The issue is the Arabs who from 1949 till 1967 were occupied by Egypt and Jordan. They were left during those 19 years in a state of squalor – on purpose – by their Arab occupiers. This was done intentionally in order to build up a problematic problem for the State of Israel right next to their small borders. But in 1967, Israel won a war in lightning fashion and liberated these areas that have always historically been the heartland of the Jewish people. But now, Israel had a major refugee issue on it’s hands that was created by the Arab countries who tried to annihilate the State of Israel. This was a 1.5-2 million strong refugee problem. To this day, this problem has not yet been solved. But, the main reason the problem continues is due to the fact that nearly all of the millions of dollars of aid that flows into the hands of the Arab leadership of the refugees stays in the hands of the Arab leadership. The only place the money seems to trickle down into is the hands of their children and closest relatives.

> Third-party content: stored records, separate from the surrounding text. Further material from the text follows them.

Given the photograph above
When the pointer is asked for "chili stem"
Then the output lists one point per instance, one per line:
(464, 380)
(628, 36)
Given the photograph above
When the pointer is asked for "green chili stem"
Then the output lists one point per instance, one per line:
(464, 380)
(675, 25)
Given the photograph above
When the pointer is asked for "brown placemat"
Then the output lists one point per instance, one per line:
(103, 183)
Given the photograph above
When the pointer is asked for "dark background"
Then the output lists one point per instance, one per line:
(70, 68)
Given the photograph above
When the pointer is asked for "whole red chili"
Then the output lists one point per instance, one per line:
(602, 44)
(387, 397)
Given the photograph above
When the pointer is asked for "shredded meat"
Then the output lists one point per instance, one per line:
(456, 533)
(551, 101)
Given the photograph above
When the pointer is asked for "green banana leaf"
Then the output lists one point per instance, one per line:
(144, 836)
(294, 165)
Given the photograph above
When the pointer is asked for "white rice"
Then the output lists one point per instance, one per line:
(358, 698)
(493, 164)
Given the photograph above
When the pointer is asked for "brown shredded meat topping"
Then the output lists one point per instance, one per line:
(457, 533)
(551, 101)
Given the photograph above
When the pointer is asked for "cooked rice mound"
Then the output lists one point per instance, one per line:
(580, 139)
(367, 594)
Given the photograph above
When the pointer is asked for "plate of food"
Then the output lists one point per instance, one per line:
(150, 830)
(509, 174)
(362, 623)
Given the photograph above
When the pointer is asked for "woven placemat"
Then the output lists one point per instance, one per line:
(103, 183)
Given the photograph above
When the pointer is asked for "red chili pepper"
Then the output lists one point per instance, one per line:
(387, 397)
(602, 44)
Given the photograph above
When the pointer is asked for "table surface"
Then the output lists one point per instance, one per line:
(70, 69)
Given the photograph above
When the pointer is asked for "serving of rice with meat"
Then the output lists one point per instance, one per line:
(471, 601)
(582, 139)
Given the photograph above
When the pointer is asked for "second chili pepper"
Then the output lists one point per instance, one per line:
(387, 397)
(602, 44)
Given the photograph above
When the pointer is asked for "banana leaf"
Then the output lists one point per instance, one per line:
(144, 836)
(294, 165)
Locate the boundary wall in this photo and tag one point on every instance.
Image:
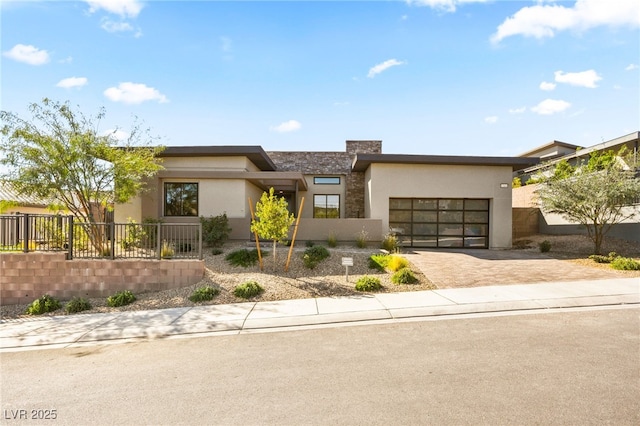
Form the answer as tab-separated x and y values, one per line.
26	276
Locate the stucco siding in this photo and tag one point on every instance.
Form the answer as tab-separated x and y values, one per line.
384	181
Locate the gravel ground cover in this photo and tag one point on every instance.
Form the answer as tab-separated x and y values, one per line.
328	278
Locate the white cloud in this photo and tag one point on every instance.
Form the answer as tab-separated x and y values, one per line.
134	93
442	5
287	126
545	20
377	69
68	83
550	106
123	8
587	78
545	85
517	110
28	54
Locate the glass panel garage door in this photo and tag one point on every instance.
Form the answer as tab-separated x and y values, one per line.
440	222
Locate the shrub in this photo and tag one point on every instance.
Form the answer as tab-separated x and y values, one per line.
243	257
204	293
625	264
332	240
390	243
314	255
248	290
395	263
361	239
215	230
77	304
43	305
367	283
545	246
378	261
604	259
404	276
121	298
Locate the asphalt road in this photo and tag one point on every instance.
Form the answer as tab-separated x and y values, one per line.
578	367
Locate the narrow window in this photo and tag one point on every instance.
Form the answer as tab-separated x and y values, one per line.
180	199
325	180
326	206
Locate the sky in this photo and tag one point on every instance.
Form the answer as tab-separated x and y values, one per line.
433	77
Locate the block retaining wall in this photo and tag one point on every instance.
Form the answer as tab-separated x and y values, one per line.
27	276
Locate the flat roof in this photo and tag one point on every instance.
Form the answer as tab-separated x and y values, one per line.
363	161
254	153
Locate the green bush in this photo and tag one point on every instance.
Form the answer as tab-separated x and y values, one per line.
121	298
244	257
204	293
625	264
545	246
390	243
77	304
395	263
215	230
378	261
404	276
367	283
604	259
314	255
248	290
43	305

So what is the solution? It is really not clear. But it seems that the best directions include a combination of Israel encouraging Arab immigration on the one hand and normalization on the other hand for the mass of Arabs who are unhappy with their lot. But any argument that claims that the Arabs deserve to fulfill their dreams of national determination within the borders of the State of Israel are a non-starter. First, Israel must keep it’s borders and towns secure from Arab terrorist threats. Then, they can focus on the thorny and complicated issues of normalizing the problematic Arab population in its midst.